RE: An extremely fast cassandra table full scan utility

SEAN_R_DURITY Tue, 01 Nov 2016 09:53:11 -0700

In general, I recommend that full table scans are a bad use case for Cassandra. 
Another technology might be a better choice.

Sean Durity

From: Edward Capriolo [mailto:edlinuxg...@gmail.com]
Sent: Monday, October 03, 2016 4:38 PM
To: user@cassandra.apache.org
Subject: Re: An extremely fast cassandra table full scan utility

I undertook a similar effort a while ago.

https://issues.apache.org/jira/browse/CASSANDRA-7014

Other than the fact that it was closed with no comments, I can tell you that 
other efforts I had to embed things in Cassandra did not go swimmingly. 
Although at the time ideas were rejected like groovy udfs

On Mon, Oct 3, 2016 at 4:22 PM, Bhuvan Rawal 
<bhu1ra...@gmail.com<mailto:bhu1ra...@gmail.com>> wrote:
Hi Jonathan,

If full scan is a regular requirement then setting up a spark cluster in 
locality with Cassandra nodes makes perfect sense. But supposing that it is a 
one off requirement, say a weekly or a fortnightly task, a spark cluster could 
be an added overhead with additional capacity, resource planning as far as 
operations / maintenance is concerned.

So this could be thought a simple substitute for a single threaded scan without 
additional efforts to setup and maintain another technology.

Regards,
Bhuvan

On Tue, Oct 4, 2016 at 1:37 AM, siddharth verma 
<sidd.verma29.l...@gmail.com<mailto:sidd.verma29.l...@gmail.com>> wrote:
Hi Jon,
It wan't allowed.
Moreover, if someone who isn't familiar with spark, and might be new to map 
filter reduce etc. operations, could also use the utility for some simple 
operations assuming a sequential scan of the cassandra table.

Regards
Siddharth Verma

On Tue, Oct 4, 2016 at 1:32 AM, Jonathan Haddad 
<j...@jonhaddad.com<mailto:j...@jonhaddad.com>> wrote:
Couldn't set up as couldn't get it working, or its not allowed?

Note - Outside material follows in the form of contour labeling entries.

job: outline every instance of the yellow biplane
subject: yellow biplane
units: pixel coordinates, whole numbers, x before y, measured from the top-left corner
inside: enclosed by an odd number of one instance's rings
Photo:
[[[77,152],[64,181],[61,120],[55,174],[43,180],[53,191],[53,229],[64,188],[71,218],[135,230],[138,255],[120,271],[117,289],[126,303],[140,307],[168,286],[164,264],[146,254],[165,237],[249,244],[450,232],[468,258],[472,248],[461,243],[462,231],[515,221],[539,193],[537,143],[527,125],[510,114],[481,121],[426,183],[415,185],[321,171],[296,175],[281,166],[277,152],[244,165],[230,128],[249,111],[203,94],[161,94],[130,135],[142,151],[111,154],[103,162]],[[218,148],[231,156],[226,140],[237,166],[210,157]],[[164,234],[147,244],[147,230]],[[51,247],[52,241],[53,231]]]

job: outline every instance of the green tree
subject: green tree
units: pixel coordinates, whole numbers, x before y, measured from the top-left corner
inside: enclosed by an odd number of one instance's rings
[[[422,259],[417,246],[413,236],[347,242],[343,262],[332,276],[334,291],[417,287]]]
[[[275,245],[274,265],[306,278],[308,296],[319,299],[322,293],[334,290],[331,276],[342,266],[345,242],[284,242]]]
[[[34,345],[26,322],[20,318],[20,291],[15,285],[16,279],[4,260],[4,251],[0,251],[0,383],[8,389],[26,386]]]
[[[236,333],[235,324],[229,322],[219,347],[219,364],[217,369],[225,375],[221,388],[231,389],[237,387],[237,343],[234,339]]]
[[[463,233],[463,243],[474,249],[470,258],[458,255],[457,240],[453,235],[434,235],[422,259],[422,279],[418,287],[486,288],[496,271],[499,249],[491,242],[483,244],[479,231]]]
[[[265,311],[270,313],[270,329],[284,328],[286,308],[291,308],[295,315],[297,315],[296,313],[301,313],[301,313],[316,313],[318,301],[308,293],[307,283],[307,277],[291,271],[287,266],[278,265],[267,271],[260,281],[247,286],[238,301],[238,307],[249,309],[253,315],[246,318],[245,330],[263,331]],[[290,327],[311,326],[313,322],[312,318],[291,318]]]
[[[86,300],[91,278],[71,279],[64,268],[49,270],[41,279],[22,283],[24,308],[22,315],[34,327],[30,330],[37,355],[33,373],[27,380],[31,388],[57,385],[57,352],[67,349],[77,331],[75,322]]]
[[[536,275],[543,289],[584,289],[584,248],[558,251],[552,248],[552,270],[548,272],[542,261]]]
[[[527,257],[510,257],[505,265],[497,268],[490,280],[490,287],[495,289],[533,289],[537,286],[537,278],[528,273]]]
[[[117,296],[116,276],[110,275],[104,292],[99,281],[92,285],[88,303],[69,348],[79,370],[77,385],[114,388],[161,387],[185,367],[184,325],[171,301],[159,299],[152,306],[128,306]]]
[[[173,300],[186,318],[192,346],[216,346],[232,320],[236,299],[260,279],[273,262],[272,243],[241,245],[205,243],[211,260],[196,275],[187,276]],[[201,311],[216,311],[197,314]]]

On Mon, Oct 3, 2016 at 3:23 PM Siddharth Verma 
<verma.siddha...@snapdeal.com<mailto:verma.siddha...@snapdeal.com>> wrote:
Hi Jon,
We couldn't setup a spark cluster.

For some use case, a spark cluster was required, but for some reason we 
couldn't create spark cluster. Hence, one may use this utility to iterate 
through the entire table at very high speed.
Had to find a work around, that would be faster than paging on result set.
Regards

Siddharth Verma
Software Engineer I - CaMS

[http://i.sdlcdn.com/img/marketing-mailers/mailer/2015/signature_24mar/images/dilkideal_logo.png]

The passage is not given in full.